Talk about one book that made an impact on you.

The Woman in White by Wilkie Collins – I found it misshelved in the YA section of our local library when I was about 13, and I fell in love by the end of the first chapter. It tells the story of Walter Hartwright, a slightly feckless but well-meaning art tutor who is on his way to a new job when he meets Anne Catherick, a woman dressed all in white who turns out to have escaped from the local lunatic asylum. When he arrives at Limmeridge House to meet his new pupils, one of them is Anne’s mirror image and is engaged to the man who had Anne committed. It’s narrated by several different characters, including the glorious Marian Halcombe, a woman with a ferocious wit, buckets of courage and a mustache. Count Fosco is one of the most unnerving fictional villains I’ve ever encountered – I always feel I need a shower after I read his chapters.

I unreservedly love all adaptations of it, no matter how loose they treat the original plot – there’s something fascinating about seeing how someone interprets a novel you know so well. The 2004 Andrew Lloyd Webber musical is terrible in so many, many ways, but how many other musicals have a climactic number where the heroine vows to get revenge on the men who wronged her sister?

Jenni: I haven’t read this one yet, but sounds juicy!

Talk about one thing that’s making you happy right now.

So far, Scotland is having a very rainy summer and I couldn’t be happier. I’m a recent gardening convert, so it’s terribly good for my plants (and means I don’t have to lug watering cans downstairs) but there’s something about the contrast between a grey sky and lush green trees that soothes me. Normally summer is my least favourite season, but every time the skies cloud over my spirits lift.

I have an app on my phone that plays rain sounds when I go to sleep, and when I’m writing I’ll have rainymood.com on in the background with some Bach or Elgar or Chopin on Spotify.

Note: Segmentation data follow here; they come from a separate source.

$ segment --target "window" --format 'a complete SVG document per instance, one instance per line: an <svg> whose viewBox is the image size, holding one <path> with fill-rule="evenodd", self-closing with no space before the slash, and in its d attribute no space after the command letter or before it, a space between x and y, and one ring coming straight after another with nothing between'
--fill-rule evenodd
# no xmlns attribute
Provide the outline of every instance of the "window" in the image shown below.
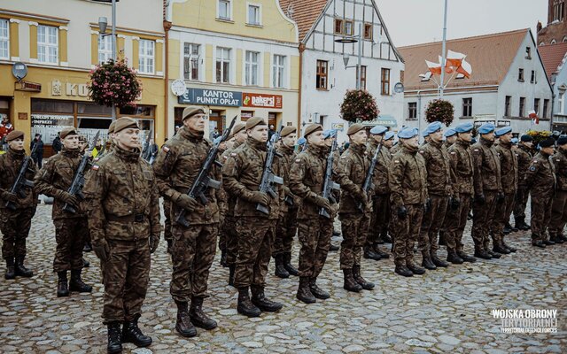
<svg viewBox="0 0 567 354"><path fill-rule="evenodd" d="M408 119L417 119L417 103L410 102L408 104Z"/></svg>
<svg viewBox="0 0 567 354"><path fill-rule="evenodd" d="M10 24L7 19L0 19L0 58L10 58Z"/></svg>
<svg viewBox="0 0 567 354"><path fill-rule="evenodd" d="M364 39L372 39L372 24L364 24Z"/></svg>
<svg viewBox="0 0 567 354"><path fill-rule="evenodd" d="M154 49L156 42L147 39L140 40L140 47L138 49L138 71L141 73L153 73L154 68Z"/></svg>
<svg viewBox="0 0 567 354"><path fill-rule="evenodd" d="M98 64L113 58L113 36L98 35Z"/></svg>
<svg viewBox="0 0 567 354"><path fill-rule="evenodd" d="M248 24L260 26L261 24L260 19L261 16L260 5L249 4L248 5Z"/></svg>
<svg viewBox="0 0 567 354"><path fill-rule="evenodd" d="M462 117L472 117L472 98L462 99Z"/></svg>
<svg viewBox="0 0 567 354"><path fill-rule="evenodd" d="M325 60L317 60L317 89L327 89L327 74L329 62Z"/></svg>
<svg viewBox="0 0 567 354"><path fill-rule="evenodd" d="M230 50L228 48L216 49L216 81L230 82Z"/></svg>
<svg viewBox="0 0 567 354"><path fill-rule="evenodd" d="M246 85L258 85L258 58L260 53L246 50L245 81Z"/></svg>
<svg viewBox="0 0 567 354"><path fill-rule="evenodd" d="M199 59L201 46L194 43L183 45L183 78L199 80Z"/></svg>
<svg viewBox="0 0 567 354"><path fill-rule="evenodd" d="M390 95L390 69L382 69L382 95Z"/></svg>
<svg viewBox="0 0 567 354"><path fill-rule="evenodd" d="M274 55L272 80L272 87L278 88L285 87L285 56Z"/></svg>
<svg viewBox="0 0 567 354"><path fill-rule="evenodd" d="M37 61L58 64L59 61L58 28L50 26L37 27Z"/></svg>

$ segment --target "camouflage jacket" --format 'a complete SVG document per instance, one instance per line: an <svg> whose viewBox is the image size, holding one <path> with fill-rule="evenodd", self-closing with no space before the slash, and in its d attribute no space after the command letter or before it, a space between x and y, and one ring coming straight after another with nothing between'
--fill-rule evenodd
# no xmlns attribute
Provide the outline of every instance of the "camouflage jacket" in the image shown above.
<svg viewBox="0 0 567 354"><path fill-rule="evenodd" d="M506 194L515 194L517 189L517 158L512 151L512 144L501 142L496 146L500 158L501 184Z"/></svg>
<svg viewBox="0 0 567 354"><path fill-rule="evenodd" d="M550 158L540 151L532 158L524 181L532 197L552 197L555 191L555 168Z"/></svg>
<svg viewBox="0 0 567 354"><path fill-rule="evenodd" d="M392 208L424 204L427 199L427 169L417 149L402 145L390 164L390 200Z"/></svg>
<svg viewBox="0 0 567 354"><path fill-rule="evenodd" d="M19 173L19 168L26 158L26 151L15 151L9 149L5 154L0 155L0 192L10 192L12 189L18 174ZM29 162L29 168L26 172L26 179L28 181L34 181L34 176L37 167L33 160ZM22 191L26 194L26 197L21 198L18 196L18 203L16 204L17 209L27 209L30 207L37 206L37 194L31 187L24 186ZM0 211L3 211L6 207L6 202L0 198Z"/></svg>
<svg viewBox="0 0 567 354"><path fill-rule="evenodd" d="M351 143L346 151L343 152L335 173L337 183L342 190L340 197L339 213L358 213L358 203L362 193L362 185L366 179L370 160L368 158L366 146Z"/></svg>
<svg viewBox="0 0 567 354"><path fill-rule="evenodd" d="M86 216L84 201L80 202L77 212L72 214L63 210L65 202L56 197L59 190L65 192L69 190L74 173L79 168L81 158L82 155L78 150L70 150L64 147L61 152L48 158L42 169L35 173L34 184L37 193L53 196L55 199L51 213L54 219Z"/></svg>
<svg viewBox="0 0 567 354"><path fill-rule="evenodd" d="M449 153L442 142L433 139L423 145L419 153L423 157L427 168L427 193L436 196L452 196L454 178Z"/></svg>
<svg viewBox="0 0 567 354"><path fill-rule="evenodd" d="M518 189L525 189L525 173L532 163L532 150L524 145L519 145L516 150L516 157L517 158L517 188Z"/></svg>
<svg viewBox="0 0 567 354"><path fill-rule="evenodd" d="M474 188L474 161L470 153L470 142L458 139L449 148L451 168L455 176L453 189L454 193L473 196Z"/></svg>
<svg viewBox="0 0 567 354"><path fill-rule="evenodd" d="M298 219L319 217L319 207L315 205L315 201L316 196L322 193L328 155L329 149L326 147L307 146L307 149L298 154L291 163L290 189L302 201L299 204ZM334 162L333 160L333 165Z"/></svg>
<svg viewBox="0 0 567 354"><path fill-rule="evenodd" d="M159 236L159 195L151 165L139 150L118 146L93 165L83 189L93 240Z"/></svg>
<svg viewBox="0 0 567 354"><path fill-rule="evenodd" d="M472 145L474 161L475 195L480 196L485 190L501 192L500 158L493 142L480 138Z"/></svg>
<svg viewBox="0 0 567 354"><path fill-rule="evenodd" d="M270 197L268 206L269 215L256 210L256 204L250 202L252 191L257 191L261 181L266 161L266 142L258 142L249 137L246 142L240 145L230 153L226 164L222 167L222 178L227 192L237 197L234 208L235 217L259 217L279 219L280 202L283 200L284 189L275 184L274 189L279 195L275 199ZM280 161L274 157L272 172L280 175ZM281 175L280 175L281 176Z"/></svg>
<svg viewBox="0 0 567 354"><path fill-rule="evenodd" d="M181 208L175 201L181 194L187 194L197 178L201 166L206 159L211 143L202 134L192 133L185 127L164 144L153 163L159 194L172 200L172 215L177 214ZM221 181L221 169L214 165L209 177ZM198 206L187 212L185 219L191 225L206 225L220 220L218 202L223 200L224 191L209 188L205 193L208 203L203 205L198 198Z"/></svg>
<svg viewBox="0 0 567 354"><path fill-rule="evenodd" d="M567 191L567 153L559 149L551 159L555 168L557 190Z"/></svg>

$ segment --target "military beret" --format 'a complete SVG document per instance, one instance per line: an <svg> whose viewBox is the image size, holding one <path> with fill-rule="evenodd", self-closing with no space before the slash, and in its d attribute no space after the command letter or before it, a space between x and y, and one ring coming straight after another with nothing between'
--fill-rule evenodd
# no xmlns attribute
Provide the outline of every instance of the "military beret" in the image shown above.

Jenni: My own Scottish skin (from clan Crawford) appreciates some good cloud coverage.

Where do you love to be?

In a coffee shop, with a book or my laptop. There’s a little place in London called Camellia’s Tea House, just off Carnaby Street, and when I lived in the city I’d order crumpets with honey and a pot of Lapsang Souchong and read historical mysteries for hours. Whenever I go away, I’m basically looking for somewhere with a hipster coffee shop that I can camp out in for hours with some magazines or a pile of books – it’s probably tragic that it’s my idea of total relaxation, but I’m not very good at holidays.

Jenni: This sounds completely wonderful to me!

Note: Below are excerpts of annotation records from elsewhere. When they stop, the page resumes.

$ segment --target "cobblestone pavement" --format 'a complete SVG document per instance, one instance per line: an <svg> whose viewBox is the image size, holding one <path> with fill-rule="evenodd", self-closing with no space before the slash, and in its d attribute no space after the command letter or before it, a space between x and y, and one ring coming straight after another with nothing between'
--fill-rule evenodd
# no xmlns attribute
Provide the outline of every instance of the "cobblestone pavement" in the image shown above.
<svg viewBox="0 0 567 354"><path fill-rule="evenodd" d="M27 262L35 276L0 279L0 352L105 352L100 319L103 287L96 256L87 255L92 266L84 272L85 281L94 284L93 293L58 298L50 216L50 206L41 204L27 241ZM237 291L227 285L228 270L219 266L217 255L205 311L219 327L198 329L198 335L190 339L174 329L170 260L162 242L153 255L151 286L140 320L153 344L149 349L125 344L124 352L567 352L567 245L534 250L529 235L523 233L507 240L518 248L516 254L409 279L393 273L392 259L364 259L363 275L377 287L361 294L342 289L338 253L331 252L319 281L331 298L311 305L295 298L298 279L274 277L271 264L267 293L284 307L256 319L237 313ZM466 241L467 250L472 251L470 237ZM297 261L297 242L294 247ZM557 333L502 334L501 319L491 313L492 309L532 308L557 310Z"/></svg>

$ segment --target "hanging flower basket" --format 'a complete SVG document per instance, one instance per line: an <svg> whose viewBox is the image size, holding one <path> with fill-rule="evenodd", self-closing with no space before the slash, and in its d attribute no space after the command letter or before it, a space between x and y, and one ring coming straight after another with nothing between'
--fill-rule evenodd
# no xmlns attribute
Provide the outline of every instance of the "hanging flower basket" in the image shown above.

What’s the strangest job you’ve ever had?

I reviewed sex toys for an LGBT women’s lifestyle site. I’d studied sexuality and queer theory for my Masters degree, so it seemed like a good fit. Sadly, my career ended after an incident with a vibrating tongue ring.

Jenni: I’m laughing. That is all 🙂

What’s your next big thing? 

The second Sarah Gilchrist book! I’m editing it at the moment and it will be out in hardback next summer. Then I need to get stuck into Book 3, which I’m really excited about. I’m hoping that if the first three sell well then Tinder Press will want more – Sarah has a lot more stories for me to tell! In the meantime, there’s a standalone novel set in Edwardian Yorkshire that I’ve wanted to write for a while, so hopefully I’ll get stuck into that next spring. 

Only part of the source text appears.